マウス多能性幹細胞の分化における筋形成型オリゴ DNA の作用
石岡美奈.
信州大学 農学部 農学生命科学科 動物資源生命科学コース.
Abstract
【目的】当研究室で同定された筋形成型オリゴ DNA: myoDN は骨格筋芽細胞の分化を促進するが、ES 細胞や iPS 細胞などの多能性幹細胞の分化における作用は不明である。多能性幹細胞は様々な体細胞へと分化するが、myoDN によって骨格筋への分化を特異的に誘導できるのではないかと考え、マウス ES/iPS 細胞における myoDN の効果を検討した。
【方法】未分化マーカー Nanog の遺伝子座に GFP をノックインしたマウス iPS 細胞株 20D17、心筋マーカー Nkx2-5 の遺伝子座に GFP をノックインしたマウス ES 細胞株 hCGp7 を、3 cm ディッシュまたは96穴プレートに播種し、分化誘導した。未分化状態または分化誘導3-7日目の細胞に 10 uM の myoDN を投与後、細胞を24時間毎に顕微鏡で観察した。また、細胞から RNA を回収し、リアルタイム PCR で遺伝子発現を定量した。
【結果】未分化な 20D17 細胞に myoDN を投与し、24および48時間後に Nanog-GFP 陽性のコロニー面積を定量した結果、対照群と比較して myoDN 投与群のコロニーは有意に小さかった。一方、未分化マーカー Klf4, Nanog, Pou5f1, Sox2 の発現量は対照群と myoDN 投与群で差はなく、myoDN は未分化な iPS 細胞の増殖を抑制するが分化は促進しないことが示された。

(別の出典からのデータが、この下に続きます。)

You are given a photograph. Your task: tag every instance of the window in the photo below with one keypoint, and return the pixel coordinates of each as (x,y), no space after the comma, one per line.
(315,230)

分化誘導5日目の 20D17 細胞に myoDN を投与すると、9-10日目には、骨格筋とは異なり自発的に拍動するコロニーが多数出現した。hCGp7 細胞を同様の方法で分化誘導した結果、myoDN 投与で出現する拍動コロニーは Nkx2-5-GFP 陽性の心筋細胞からなることがわかった。このことから、myoDN は ES/iPS 細胞の心筋分化を促進することが明らかになった。

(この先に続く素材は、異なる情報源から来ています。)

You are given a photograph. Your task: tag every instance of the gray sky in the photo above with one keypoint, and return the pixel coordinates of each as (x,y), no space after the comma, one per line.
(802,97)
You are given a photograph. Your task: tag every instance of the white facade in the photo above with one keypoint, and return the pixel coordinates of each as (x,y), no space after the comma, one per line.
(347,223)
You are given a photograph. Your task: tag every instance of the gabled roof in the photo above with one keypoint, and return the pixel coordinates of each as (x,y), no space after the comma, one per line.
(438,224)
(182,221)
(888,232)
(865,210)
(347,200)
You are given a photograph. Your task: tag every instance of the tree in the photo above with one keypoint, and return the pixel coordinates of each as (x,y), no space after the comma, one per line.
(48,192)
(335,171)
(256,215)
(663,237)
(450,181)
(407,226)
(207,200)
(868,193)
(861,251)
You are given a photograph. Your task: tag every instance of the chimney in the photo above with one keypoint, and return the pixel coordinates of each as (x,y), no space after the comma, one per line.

次に、myoDN の投与時期を変えて分化誘導を行った。6または7日目から myoDN を投与しても心筋分化は亢進されなかったが、4または5日目から myoDN を投与した群では心筋分化が促進された。myoDN を分化誘導3日目から投与すると、対照群と比較して心筋への分化はむしろ抑制された。

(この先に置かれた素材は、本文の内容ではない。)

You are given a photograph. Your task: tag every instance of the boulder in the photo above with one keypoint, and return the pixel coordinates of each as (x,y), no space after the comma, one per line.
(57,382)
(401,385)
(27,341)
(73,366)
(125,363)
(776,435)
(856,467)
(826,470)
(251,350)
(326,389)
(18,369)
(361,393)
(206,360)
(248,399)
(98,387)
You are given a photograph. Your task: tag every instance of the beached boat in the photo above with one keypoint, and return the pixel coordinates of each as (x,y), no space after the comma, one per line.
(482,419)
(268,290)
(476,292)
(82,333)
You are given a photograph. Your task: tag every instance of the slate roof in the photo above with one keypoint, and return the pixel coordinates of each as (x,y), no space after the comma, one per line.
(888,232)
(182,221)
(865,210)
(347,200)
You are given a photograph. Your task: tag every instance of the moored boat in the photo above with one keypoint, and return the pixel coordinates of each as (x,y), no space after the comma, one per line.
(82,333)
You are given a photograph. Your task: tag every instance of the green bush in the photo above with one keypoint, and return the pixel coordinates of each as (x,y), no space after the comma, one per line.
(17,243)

【考察】myoDN が多能性幹細胞の骨格筋分化を誘導するという仮説とは異なり、myoDN はマウス ES/iPS 細胞の心筋分化に影響することがわかった。これは、多能性幹細胞の分化過程において、心筋系統が骨格筋よりも早期に出現するためだと推測される。myoDN は、マウス ES 細胞において分化誘導4-5日目に形成される心筋前駆細胞に作用し、心筋への分化を誘導したと考えられる。反対に、分化誘導3日目の ES 細胞に myoDN を投与すると心筋分化が抑制された。中胚葉形成の段階にある分化3日目においては、myoDN は心原性中胚葉への分化を阻害すると考えられる。多能性幹細胞の分化段階によって myoDN の効果が変化する現象は非常に興味深い。今後、遺伝子発現の網羅的解析などにより、myoDN の作用メカニズムや標的を明らかにしていきたい。